Are “community shopping” apps killing community shopping?

China’s traditional wet market is facing grave threats than ever in the wake of a new stay-at-home lifestyle and the barbaric expansion of the shopping apps.

Photo by WU Rong

Photo by WU Rong

By WU Rong


This year has been hard on China’s wet markets as people become used to getting even their everyday essentials online.

There are currently more than 200 so-called “community” shopping apps in China, though a large number of them are managed by the least local operators imaginable: Alibaba, Meituan, and Pingduoduo. Since 2019, 26 financing events have brought almost 12 billion yuan (US$1.8 billion) to these apps, and like any other e-commerce business model, community buying apps started out by offering unsustainable cheap stuff to get users hooked. The community group shopping market is expected to hit 70 billion yuan (US$10 billion) this year and add another 50 percent in the next two years, but competition is not the wet markets’ only problem.

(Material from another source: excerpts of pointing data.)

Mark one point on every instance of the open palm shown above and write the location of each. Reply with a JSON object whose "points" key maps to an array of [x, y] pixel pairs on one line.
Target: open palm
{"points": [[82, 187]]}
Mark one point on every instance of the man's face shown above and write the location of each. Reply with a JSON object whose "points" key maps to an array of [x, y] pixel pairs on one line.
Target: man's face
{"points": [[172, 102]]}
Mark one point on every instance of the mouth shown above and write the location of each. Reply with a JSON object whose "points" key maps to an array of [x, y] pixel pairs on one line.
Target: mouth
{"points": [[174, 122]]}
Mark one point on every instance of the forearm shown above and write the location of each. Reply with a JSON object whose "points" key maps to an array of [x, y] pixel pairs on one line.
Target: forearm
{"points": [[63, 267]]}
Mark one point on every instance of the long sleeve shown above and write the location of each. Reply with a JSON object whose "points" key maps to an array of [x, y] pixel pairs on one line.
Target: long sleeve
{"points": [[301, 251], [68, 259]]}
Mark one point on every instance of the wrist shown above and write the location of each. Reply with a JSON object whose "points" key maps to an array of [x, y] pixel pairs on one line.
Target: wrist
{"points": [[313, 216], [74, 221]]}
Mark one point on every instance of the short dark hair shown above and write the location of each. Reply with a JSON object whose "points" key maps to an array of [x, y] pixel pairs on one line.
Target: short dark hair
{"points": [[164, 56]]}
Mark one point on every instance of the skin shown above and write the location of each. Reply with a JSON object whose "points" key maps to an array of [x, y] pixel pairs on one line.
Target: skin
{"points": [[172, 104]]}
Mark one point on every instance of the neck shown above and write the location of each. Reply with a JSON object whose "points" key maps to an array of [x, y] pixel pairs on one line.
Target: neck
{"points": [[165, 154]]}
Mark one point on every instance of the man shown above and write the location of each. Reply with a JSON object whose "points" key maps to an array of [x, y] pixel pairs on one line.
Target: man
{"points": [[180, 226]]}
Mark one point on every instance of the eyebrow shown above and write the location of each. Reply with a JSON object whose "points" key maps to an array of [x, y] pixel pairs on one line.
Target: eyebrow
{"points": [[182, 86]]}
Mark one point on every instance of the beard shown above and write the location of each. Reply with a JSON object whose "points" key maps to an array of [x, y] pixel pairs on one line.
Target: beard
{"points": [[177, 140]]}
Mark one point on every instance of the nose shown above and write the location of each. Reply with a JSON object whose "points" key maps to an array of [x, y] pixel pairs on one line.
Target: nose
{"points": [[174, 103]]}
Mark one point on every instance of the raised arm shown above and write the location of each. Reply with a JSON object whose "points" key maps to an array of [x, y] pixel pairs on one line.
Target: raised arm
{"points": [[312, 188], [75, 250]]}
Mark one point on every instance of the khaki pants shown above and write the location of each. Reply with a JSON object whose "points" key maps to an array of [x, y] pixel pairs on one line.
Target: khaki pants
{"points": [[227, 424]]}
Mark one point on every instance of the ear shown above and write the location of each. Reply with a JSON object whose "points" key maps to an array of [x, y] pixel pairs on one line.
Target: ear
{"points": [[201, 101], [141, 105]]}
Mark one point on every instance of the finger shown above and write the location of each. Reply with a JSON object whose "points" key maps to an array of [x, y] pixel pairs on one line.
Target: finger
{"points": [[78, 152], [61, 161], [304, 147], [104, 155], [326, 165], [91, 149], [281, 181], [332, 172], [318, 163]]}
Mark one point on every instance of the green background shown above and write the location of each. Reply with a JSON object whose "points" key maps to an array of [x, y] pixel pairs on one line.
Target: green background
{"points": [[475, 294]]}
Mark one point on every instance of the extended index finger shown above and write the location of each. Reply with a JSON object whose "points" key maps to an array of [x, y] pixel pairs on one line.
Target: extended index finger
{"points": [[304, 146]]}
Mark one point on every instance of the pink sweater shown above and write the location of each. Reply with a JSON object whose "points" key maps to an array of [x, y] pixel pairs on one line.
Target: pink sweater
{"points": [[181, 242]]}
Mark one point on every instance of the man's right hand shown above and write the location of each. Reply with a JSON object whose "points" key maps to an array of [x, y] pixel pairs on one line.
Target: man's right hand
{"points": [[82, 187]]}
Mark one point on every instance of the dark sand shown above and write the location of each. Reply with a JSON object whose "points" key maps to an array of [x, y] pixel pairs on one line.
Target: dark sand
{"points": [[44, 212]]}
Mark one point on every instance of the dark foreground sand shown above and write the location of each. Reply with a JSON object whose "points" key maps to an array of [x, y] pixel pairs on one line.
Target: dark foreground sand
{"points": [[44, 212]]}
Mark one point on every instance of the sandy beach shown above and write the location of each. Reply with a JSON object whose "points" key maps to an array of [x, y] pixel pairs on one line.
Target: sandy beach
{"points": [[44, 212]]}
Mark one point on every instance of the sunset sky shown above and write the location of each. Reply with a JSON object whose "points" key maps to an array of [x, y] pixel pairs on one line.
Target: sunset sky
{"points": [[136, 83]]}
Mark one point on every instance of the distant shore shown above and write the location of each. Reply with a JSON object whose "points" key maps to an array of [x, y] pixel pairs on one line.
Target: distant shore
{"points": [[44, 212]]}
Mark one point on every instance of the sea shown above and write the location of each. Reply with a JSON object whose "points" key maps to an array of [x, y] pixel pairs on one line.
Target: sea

Addicted to online shopping, young office workers leave home early and return late. Wet markets in Beijing and other northern cities often close at 6pm or 7pm. But even at 10pm, delivery bikes still hurtle through the streets.

Community buying apps are merely the straw that broke the vendors’ back. While people have gorged themselves on discounts delivered to their doorstep, wet markets vendors are flirting with starvation. It is difficult to compete. Vendors are generally small traders unable to match the brutal pricing policies of Internet giants. Relentless urban management campaigns backed by chain supermarkets mean that old-school wet markets have long been relics of the past, even where they still struggle to survive.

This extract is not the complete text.